Le missioni in Egitto organizzate nel 2012 dal professor Emauele Papi sul sito di Dionysias, un centro fondato in età tolemaica, nel III secolo a.C., che continuò la sua lunga esistenza fino al VI secolo d.C., hanno portato alla luce ritrovamenti importanti, compresa una magnifica testa di faraone. L'applicazione di tecnologie avanzate ha rivelato strade, isolati, case, e sacelli costruiti intorno al tempio dedicato a Sobek, il dio coccodrillo sovrano dell'acqua e del Nilo. Le ricognizioni di superficie hanno identificato decine di oleifici su cui si basava l'economia della regione; le indagini nel tempio hanno scoperto numerose stanze segrete dietro le pareti e dentro i muri, e cripte nascoste sotto i pavimenti, con un complessi percorsi e sistemi di chiusura.

Restando in Egitto, si deve registrare una polemiche che riguarda i beni di interesse storico-culturale. Il rudere annerito e bruciacchiato del palazzo che al tempo dell'ex rais Hosni Mubarak rappresentava il potere è lì, a due anni dalla notte del 28 gennaio quando venne assaltato e dato alle fiamme dai dimostranti che due settimane dopo deposero il faraone egiziano. La rovina del palazzone del Partito nazionale democratico, che nel frattempo è stato disciolto, è ora al centro di una contesa fra governo e rivoluzionari, che hanno visioni opposte su che cosa fare di quello che continua ad essere il simbolo del rovesciamento dell'ex rais. Il ministro ne vuole fare il giardino in stile faraonico del vicino museo egizio, i rivoluzionari invece un il «memoriale Tahrir» dedicato alla rivoluzione. Il ministro delle antichità egiziano Mohamed Ibrahim ne rivendica il terreno, sostenendo che apparteneva al museo egizio dalla sua nascita, molto prima quindi che venisse costruito, nel 1956, il palazzo dei vincitori della prima rivoluzione egiziana, quella di Gamal Abdel Nasser, che lo fece diventare la sede dell'Unione socialista araba.
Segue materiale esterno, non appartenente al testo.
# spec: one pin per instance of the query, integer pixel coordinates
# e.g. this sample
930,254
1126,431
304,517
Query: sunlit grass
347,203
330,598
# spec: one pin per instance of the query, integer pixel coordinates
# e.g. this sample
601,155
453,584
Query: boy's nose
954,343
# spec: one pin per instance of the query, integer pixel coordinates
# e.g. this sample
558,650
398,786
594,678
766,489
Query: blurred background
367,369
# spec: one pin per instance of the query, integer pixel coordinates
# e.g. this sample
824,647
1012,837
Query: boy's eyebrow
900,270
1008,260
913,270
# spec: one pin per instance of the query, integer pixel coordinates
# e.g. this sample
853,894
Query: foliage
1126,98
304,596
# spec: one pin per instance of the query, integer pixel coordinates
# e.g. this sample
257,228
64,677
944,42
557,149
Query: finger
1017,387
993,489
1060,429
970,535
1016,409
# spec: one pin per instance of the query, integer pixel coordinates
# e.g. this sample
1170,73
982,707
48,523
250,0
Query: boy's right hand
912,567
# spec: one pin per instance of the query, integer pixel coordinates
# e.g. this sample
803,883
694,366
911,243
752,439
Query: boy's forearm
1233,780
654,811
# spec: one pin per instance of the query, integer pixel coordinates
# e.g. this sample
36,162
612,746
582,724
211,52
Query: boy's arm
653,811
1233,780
Tornando all'archeologia, le piogge che si sono abbattute sull'Irak nei giorni scorsi per un'eccezionale ondata di maltempo che ha colpito tutto il Medio Oriente hanno portato in superficie 63 monete d'oro, a una sessantina di chilometri a sud di Baghdad, risalenti all'epoca Sassanide (226 a.C.-651 d.C.), l'ultima grande dinastia imperiale precedente all'islamizzazione della regione. Lo ha reso noto il ministero del Turismo e dei Beni culturali, sottolineando che il tesoro, trovato da alcuni residenti, è stato consegnato al Museo Nazionale.

Le monete, in ottimo stato di conservazione, sono state scoperte dopo che l'acqua aveva eroso il terreno nel sito di Aziziya, nella provincia di Wassit, conosciuto ma non ancora esplorato con una campagna organizzata di scavi. Il portavoce del ministero ha precisato che su un lato le monete riportano l'effige di un re sassanide che si ritiene essere Shapur II, vissuto tra il 309 e il 379 d.C. Sull'altro lato è raffigurata una fiamma.